Taken together, these concerns raise serious issues as to whether shareholder activism is an appropriate solution to the principal-agent problems of corporate governance. The view that institutional investor activists will carefully scrutinize portfolio companies to reach informed voting decisions is exposed as a fiction. Instead, shareholder activism depends on the whims of a single proxy advisor who offers limited transparency and is largely unaccountable, essentially unregulated, and poorly informed.[6]
[1]ISS was acquired by RiskMetrics Group in 2006. For purposes of semantic consistency, however, I shall refer to it as ISS throughout.
[2]David Larker & Bryan Tayan, RiskMetrics: The Uninvited Guest at the Equity Table 2 (Stanford Grad. Sch. Bus. Closer Look series CGRP-01, May 17, 2010), http://ssrn.com/abstract=1677630.
[3]Stephen Choi. et al., The Power of Proxy Advisors: Myth or Reality?, 59 Emory L.J. 869 (2010). On the other hand, this study also argues that “popular accounts substantially overstate the influence of ISS” and that “ the impact of an ISS recommendation is reduced greatly once company- and firm-specific factors important to investors are taken into consideration.” Id.
[4]Martin Lipton, ISS Goes with Form over Substance, Harv. L. Sch. Forum Corp. Gov. & Fin. Reg. (Mar. 17, 2011), http://blogs.law.harvard.edu/corpgov/2011/03/17/iss-goes-with-form-over-substance/.

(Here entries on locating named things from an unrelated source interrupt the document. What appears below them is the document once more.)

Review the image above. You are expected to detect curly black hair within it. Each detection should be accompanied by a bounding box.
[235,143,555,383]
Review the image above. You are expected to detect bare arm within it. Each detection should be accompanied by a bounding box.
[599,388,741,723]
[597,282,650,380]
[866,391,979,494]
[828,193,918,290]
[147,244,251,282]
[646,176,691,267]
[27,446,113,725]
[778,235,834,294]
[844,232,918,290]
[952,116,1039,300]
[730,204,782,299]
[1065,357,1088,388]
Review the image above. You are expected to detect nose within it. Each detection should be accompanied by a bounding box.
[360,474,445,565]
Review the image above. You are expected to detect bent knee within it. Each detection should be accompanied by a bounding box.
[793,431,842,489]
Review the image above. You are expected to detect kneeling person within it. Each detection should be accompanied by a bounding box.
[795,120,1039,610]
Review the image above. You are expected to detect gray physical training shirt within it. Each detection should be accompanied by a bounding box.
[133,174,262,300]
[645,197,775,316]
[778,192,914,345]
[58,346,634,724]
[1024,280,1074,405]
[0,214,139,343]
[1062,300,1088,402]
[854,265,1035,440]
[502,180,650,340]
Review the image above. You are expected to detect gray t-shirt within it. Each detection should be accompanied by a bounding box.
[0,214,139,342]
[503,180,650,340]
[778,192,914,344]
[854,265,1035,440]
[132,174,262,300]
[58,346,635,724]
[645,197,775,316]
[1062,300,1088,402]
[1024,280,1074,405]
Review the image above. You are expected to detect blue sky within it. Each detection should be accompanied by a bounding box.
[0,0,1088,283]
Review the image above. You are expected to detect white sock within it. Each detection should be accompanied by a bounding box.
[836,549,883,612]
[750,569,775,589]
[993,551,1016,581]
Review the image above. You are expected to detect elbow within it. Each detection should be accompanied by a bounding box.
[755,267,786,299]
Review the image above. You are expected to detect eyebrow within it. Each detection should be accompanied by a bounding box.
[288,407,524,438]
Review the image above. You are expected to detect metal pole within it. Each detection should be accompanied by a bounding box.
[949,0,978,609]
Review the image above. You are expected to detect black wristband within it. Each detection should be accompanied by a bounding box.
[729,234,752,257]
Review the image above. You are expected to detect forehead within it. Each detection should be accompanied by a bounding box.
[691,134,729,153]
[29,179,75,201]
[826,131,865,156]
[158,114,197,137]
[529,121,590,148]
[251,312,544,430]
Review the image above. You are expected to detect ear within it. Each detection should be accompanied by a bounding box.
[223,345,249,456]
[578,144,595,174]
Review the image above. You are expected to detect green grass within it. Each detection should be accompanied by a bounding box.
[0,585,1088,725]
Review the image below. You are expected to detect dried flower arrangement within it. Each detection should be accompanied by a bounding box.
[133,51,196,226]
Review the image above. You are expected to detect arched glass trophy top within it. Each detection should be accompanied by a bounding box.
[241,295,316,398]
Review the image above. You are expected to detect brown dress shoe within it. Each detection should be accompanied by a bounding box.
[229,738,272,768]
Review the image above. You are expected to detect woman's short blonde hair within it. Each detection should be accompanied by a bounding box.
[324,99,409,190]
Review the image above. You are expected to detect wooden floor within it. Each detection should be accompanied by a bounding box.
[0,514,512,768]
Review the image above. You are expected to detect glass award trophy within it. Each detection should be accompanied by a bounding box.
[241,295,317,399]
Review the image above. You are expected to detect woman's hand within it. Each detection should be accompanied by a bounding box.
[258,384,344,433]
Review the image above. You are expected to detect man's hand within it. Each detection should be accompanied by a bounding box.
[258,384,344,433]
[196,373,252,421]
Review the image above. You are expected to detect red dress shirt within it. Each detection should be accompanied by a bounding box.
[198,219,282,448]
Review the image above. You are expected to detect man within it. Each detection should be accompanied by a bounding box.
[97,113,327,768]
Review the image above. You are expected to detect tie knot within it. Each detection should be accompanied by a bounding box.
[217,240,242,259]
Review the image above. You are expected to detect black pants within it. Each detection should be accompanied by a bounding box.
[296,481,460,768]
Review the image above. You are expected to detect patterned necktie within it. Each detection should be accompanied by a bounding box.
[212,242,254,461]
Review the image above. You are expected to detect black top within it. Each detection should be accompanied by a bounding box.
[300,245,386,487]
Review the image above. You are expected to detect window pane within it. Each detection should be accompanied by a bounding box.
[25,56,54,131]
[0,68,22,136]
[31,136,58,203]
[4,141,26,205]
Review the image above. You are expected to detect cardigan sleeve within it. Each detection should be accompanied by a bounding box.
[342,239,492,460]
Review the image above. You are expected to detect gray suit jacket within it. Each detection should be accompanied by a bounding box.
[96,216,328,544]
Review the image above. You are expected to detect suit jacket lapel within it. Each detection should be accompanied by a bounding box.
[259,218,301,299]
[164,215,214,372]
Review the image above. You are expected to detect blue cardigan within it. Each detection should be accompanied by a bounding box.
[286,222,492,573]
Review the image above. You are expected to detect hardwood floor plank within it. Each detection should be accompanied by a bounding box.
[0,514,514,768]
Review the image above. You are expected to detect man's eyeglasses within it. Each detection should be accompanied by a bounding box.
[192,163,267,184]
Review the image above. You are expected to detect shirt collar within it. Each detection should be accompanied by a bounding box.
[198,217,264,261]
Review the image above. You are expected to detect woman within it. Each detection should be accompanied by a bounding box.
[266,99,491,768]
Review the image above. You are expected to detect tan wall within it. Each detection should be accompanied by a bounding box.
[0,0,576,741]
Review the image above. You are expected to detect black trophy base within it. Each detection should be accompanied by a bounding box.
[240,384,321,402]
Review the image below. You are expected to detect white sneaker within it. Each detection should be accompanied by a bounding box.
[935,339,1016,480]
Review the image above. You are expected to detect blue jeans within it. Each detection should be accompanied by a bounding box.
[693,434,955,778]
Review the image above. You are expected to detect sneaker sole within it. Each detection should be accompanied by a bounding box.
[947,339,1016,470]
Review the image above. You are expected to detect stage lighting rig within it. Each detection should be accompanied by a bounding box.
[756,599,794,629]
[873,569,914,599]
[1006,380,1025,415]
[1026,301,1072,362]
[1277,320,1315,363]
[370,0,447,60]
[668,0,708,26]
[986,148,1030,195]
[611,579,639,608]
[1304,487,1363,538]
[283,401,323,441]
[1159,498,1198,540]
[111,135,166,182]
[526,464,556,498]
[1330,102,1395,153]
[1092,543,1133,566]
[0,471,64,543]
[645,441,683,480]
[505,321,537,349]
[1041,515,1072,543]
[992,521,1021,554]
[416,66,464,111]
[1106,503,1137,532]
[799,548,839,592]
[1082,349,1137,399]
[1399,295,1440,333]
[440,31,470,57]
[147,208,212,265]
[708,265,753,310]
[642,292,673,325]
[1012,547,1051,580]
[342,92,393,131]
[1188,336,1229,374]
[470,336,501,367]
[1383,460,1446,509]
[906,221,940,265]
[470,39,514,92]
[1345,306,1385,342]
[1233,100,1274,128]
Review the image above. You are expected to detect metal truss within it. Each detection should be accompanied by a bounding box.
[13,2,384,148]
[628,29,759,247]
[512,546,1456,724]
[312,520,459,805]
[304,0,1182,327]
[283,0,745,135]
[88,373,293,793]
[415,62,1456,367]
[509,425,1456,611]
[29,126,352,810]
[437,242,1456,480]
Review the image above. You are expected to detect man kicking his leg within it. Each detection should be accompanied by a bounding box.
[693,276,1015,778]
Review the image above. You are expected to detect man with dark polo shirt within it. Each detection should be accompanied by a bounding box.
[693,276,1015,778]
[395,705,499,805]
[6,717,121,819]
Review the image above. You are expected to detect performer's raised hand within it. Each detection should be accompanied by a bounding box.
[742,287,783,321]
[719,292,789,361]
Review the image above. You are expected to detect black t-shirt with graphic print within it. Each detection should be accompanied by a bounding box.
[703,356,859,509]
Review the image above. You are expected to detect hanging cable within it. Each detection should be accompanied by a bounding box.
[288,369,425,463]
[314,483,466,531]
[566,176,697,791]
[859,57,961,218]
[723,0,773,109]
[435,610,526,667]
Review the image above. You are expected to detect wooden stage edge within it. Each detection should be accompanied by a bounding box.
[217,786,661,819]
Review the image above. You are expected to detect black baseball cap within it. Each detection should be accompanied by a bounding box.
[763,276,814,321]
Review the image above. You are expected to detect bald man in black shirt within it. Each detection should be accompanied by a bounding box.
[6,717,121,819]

[5]Stephen M. Bainbridge, Directors Cut?, ProfessorBainbridge.com (April 29, 2004), http://www.professorbainbridge.com/professorbainbridgecom/2004/04/directors-cut.html.
[6]See Choi & Fisch, supra note 639, at 318 (explaining that the trend of pension funds delegating decisions to ISS “raises a substantial concern that the effectiveness of institutional activism will be limited by fund agency problems, including the economic incentives of those exercising delegated governance powers”).